Des suppressions d’emplois traduisent, en terme de gestion comptable, le choix de réduire un poste de “ dépenses “ : la masse salariale (c’est-à-dire la somme des rémunérations perçues par les salariés). A ce propos, les élus CFDT, dans leur déclaration du 20 septembre, produisent quelques chiffres éclairants. " Depuis 1999, la masse salariale a augmenté de 1,7%. Les effectifs sont passés de 764 salariés à 740, en incluant les CDD. En revanche, les dix plus hauts salaires de l’entreprise ont augmenté de 25% auxquels s’ajoutent divers avantages en nature, tandis que la hiérarchie de la rédaction a bénéficié, en 2003, des hausses de salaires hors de proportion avec la réalité de la situation. "

" Un mot revient chez tous, syndicats et direction : “banalisation”, raconte Le Nouvel Obs. “Le Monde” n’est plus une institution, un mythe. “On est tombé du piédestal : quelque chose s’est cassé, le doute s’est introduit dans l’esprit des lecteurs ; les gens se demandent : est-ce que c’est vrai ?”, chuchote un membre de la société des rédacteurs. Six livres accusateurs en dix-huit mois, dont celui de Péan et Cohen, ça fait mal. En particulier dans un pays où l’on se défie de plus en plus des médias. L’abcès n’a pas été crevé. Le poison continue de faire son effet. "

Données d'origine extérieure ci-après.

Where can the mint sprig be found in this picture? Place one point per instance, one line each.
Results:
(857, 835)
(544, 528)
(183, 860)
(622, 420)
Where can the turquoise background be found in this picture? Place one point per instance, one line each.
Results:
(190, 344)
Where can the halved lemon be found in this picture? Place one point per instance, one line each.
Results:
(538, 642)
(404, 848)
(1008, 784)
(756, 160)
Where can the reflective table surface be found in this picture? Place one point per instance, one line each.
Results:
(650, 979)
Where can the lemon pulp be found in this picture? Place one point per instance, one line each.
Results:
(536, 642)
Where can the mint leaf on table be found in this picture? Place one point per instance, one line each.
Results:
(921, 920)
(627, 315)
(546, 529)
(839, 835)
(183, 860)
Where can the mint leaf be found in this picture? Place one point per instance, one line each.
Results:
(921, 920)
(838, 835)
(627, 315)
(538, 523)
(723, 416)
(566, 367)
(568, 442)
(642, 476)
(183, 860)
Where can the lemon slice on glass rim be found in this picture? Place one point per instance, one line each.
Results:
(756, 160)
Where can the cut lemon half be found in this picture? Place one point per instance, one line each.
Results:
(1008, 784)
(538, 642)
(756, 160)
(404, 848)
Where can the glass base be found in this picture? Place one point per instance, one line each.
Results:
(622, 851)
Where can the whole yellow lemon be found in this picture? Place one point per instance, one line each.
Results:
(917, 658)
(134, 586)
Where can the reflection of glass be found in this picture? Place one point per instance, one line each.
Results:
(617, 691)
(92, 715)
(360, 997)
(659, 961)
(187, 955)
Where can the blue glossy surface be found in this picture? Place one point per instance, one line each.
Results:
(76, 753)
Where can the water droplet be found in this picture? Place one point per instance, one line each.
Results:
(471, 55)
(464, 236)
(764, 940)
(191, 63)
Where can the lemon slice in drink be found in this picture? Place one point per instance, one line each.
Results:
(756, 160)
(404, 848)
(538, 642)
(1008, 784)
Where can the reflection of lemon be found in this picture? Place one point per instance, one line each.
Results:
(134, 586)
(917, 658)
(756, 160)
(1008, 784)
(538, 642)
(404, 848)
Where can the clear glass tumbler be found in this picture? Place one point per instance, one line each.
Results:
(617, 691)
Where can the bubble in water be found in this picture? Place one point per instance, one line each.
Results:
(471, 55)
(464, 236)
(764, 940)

Le médiateur dans le collimateur de Plenel

Le 18 juin, Plenel l’affirmait : " Le Péan-Cohen nous a gravement atteint. " Comme si ce n’était pas la réaction de la direction du Monde à ce livre qui avait entaché sa propre crédibilité... " Nous devons donc repartir à la conquête de notre image, retrouver une forte identité, une spécificité, une différence. "
Comment faire ? Dans ce paragraphe sur " l’image du journal ", une seule réponse est avancée par le directeur de la rédaction : le changement de médiateur [6]. " Il nous manque un instrument pour restaurer cette image et recréer une relation de confiance avec le lecteur : c’est le médiateur qui contrairement à l’actuel (RS  [7] a une conception du journal d’avant 1995) doit pointer nos erreurs certes mais aussi mener des contre-enquêtes (ex : affaire des lycéens de Montaigne..), comme le fait le NYT [8] ce doit être un espace dynamique et critique mais en phase. " (sic)
Le médiateur Robert Solé en principal, voire unique, agent de l’image du journal ? C’est beaucoup pour un seul homme - pompier transformé en pyromane ! Mais, coïncidence ? les chroniques de Robert Solé n’ont pas toujours été très tendres pour la direction de la rédaction, c’est le moins qu’on puisse dire ! Au point que, phénomène inédit et fâcheux précédent pour l’institution de médiateur, Solé a pu être censuré par le directeur de la direction - c’était une chronique consacrée à la gestion par Plenel des suites de La Face cachée... (Lire Le Monde censure son médiateur et Censure : Le Monde confirme (et se contredit).)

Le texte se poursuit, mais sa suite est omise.